Things Get More Complicated
Slowly, over the next 5 days we were allowed to touch and sometimes hold our tiny bundle who by this time only weighed 3 1/2 pounds. Her life literally fit in the palm of my hands. On the sixth day, April Fool's Day, Maddie took a bad turn. The nurses had pulled back on feeding her, she was not taking foods and her belly was distending. Something was very wrong. Maddie was diagnosed with necrotizing entercolitis, or NEC. Her intestines were compromised due to prematurity and could not tolerate the feedings. This is fairly common in premature babies but her case was different. Worse. I was told she had to be immediately air-evac'd to Phoenix Children's Hospital NICU.
My husband and I arrived at PCH to wait. And wait. And wait. We finally spoke with Dr. McMahon, the surgeon in charge of Maddie's case. She was very warm, compassionate and honest with us. Devastatingly honest. Maddie's NEC had cause bowel perforations; little holes in her colon. The colon was dead and would have to be removed and perhaps all of her intestine as well. If this happened, we would need to prepare for every parent's worst fear. Again, we waited and put our baby girl's life in Dr. McMahon's hands.
Maddie underwent surgery that night to remove the dead portions of her intestine. By the grace of God, only her colon was necrotized and had to be removed. She would have a stoma and would wear a bag while she healed. If the prognosis was good, one day she would be re-attached and would look and function normally.

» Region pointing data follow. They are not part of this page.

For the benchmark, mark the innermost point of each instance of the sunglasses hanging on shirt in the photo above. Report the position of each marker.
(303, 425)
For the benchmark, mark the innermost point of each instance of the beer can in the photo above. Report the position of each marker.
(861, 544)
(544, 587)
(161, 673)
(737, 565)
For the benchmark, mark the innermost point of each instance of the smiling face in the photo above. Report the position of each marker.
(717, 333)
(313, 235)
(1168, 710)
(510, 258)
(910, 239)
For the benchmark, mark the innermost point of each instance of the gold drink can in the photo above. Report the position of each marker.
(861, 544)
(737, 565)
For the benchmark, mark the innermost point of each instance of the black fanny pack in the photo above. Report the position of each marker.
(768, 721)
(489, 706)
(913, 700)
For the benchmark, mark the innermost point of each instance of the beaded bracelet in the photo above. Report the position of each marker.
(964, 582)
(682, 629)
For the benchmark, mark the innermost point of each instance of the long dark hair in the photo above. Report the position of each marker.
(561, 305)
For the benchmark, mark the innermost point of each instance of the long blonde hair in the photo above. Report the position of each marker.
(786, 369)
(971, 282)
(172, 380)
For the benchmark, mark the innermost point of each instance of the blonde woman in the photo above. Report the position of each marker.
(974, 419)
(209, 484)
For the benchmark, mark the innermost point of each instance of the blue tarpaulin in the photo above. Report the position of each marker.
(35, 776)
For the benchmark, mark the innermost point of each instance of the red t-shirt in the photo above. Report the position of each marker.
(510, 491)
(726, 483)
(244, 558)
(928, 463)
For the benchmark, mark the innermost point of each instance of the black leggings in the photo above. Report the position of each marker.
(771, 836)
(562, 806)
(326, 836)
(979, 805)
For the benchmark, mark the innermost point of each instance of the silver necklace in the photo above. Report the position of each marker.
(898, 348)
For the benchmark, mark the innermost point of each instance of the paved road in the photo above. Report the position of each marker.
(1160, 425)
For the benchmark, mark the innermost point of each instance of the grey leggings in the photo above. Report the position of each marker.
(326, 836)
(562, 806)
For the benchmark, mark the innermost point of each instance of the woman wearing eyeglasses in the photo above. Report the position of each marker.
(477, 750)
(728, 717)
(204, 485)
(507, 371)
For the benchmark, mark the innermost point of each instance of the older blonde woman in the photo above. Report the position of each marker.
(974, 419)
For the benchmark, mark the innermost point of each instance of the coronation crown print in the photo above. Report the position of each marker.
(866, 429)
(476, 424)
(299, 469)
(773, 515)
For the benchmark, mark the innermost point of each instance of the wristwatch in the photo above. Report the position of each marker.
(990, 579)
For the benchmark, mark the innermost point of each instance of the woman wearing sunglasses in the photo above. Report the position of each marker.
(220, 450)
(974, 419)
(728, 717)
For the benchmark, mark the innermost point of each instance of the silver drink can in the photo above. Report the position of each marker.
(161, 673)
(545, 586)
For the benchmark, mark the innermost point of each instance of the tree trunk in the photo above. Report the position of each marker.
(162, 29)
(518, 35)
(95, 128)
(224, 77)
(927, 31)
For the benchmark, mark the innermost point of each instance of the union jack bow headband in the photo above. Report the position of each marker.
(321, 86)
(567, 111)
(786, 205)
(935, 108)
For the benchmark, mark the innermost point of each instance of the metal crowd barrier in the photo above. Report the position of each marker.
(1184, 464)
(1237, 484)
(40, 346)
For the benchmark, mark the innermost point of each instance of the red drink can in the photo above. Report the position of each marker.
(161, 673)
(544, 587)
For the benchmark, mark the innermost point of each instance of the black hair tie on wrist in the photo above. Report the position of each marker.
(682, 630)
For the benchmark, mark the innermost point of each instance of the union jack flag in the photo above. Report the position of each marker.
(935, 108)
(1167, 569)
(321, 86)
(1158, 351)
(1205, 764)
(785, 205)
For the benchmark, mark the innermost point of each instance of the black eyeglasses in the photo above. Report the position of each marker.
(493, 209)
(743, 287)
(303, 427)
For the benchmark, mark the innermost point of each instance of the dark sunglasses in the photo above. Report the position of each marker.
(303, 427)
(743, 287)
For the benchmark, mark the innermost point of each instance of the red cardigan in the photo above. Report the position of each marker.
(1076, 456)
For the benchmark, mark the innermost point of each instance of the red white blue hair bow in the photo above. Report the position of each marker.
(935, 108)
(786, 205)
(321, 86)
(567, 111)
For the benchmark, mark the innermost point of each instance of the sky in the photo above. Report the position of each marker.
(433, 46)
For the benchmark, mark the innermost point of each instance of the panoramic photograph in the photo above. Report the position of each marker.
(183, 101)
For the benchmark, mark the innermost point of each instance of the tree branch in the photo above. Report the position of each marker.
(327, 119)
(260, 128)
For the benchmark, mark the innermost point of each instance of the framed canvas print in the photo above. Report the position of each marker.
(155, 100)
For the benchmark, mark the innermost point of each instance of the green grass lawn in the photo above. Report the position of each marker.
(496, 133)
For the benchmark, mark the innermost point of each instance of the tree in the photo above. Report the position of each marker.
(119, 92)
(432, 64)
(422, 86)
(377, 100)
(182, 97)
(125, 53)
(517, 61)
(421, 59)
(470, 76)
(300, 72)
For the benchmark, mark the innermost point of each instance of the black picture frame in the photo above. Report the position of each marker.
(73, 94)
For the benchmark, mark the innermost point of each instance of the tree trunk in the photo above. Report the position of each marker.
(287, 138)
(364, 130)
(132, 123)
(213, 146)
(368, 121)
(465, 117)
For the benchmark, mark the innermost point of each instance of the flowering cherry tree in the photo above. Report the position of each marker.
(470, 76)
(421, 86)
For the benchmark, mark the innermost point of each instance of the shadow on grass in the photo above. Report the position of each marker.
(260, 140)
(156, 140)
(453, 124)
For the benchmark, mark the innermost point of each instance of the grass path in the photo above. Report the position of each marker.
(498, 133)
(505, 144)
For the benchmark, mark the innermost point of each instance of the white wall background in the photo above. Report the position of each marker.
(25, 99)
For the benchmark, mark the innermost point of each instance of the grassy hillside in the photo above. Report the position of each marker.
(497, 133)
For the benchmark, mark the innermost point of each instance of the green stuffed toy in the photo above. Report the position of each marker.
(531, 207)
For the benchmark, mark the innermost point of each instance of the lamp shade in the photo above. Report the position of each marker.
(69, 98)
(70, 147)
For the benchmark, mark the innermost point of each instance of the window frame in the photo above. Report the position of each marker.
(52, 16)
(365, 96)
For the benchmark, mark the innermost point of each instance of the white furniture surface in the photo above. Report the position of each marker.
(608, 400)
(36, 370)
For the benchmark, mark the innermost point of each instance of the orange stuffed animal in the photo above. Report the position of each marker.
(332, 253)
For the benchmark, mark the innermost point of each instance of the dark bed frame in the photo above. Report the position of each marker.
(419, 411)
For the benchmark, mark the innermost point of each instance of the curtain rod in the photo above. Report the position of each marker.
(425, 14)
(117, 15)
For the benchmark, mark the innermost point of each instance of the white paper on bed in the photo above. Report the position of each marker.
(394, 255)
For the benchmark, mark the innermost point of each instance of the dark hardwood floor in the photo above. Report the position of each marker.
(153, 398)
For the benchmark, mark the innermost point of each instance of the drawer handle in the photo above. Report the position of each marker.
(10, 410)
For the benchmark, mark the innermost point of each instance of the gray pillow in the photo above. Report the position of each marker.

This was the beginning of what would be a six week stay at PCH. Through every high and low, the doctors, nurse practitioners, staff and volunteers were there for our family. They celebrated every step forward and encouraged us on every step back. Still, though, I had begun to lose faith that I'd ever bring my baby home.
New Hope for Mother's Day
Amy, the nurse practitioner on duty that Mother's Day, May 10, 2009. Amy was secretly on a mission. She was going to give me the best gift ever. Just as our family was getting ready to head over to the hospital, I got a call from PCH. It was Amy. She asked if I had some time. "Time for what?" I asked. "Time to come and get your baby. It's time she went home with you. Today." Seriously, the best Mother's Day gift EVER!
Maddie flourished at home. In July 2009, she did get her re-attachment surgery at PCH. Dr. McMahon did the surgery, too. She will never have to wear a bag again!!! Although she'll always face some challenges, she grows stronger, smarter and more beautiful every day.
Today, Maddie is three years old. With the exception of being smaller than kids her age, no one would ever guess her rough start in life. I give every single bit of credit to Phoenix Children’s Hospital and staff. These are words parents should never hear or know what they mean: Intraventricular hemorrhage, bilirubin, PIC line, Liver Function Test, Retinopathy of Prematurity. But if you do, I sincerely hope your child is lucky enough to be a patient at Phoenix Children’s Hospital.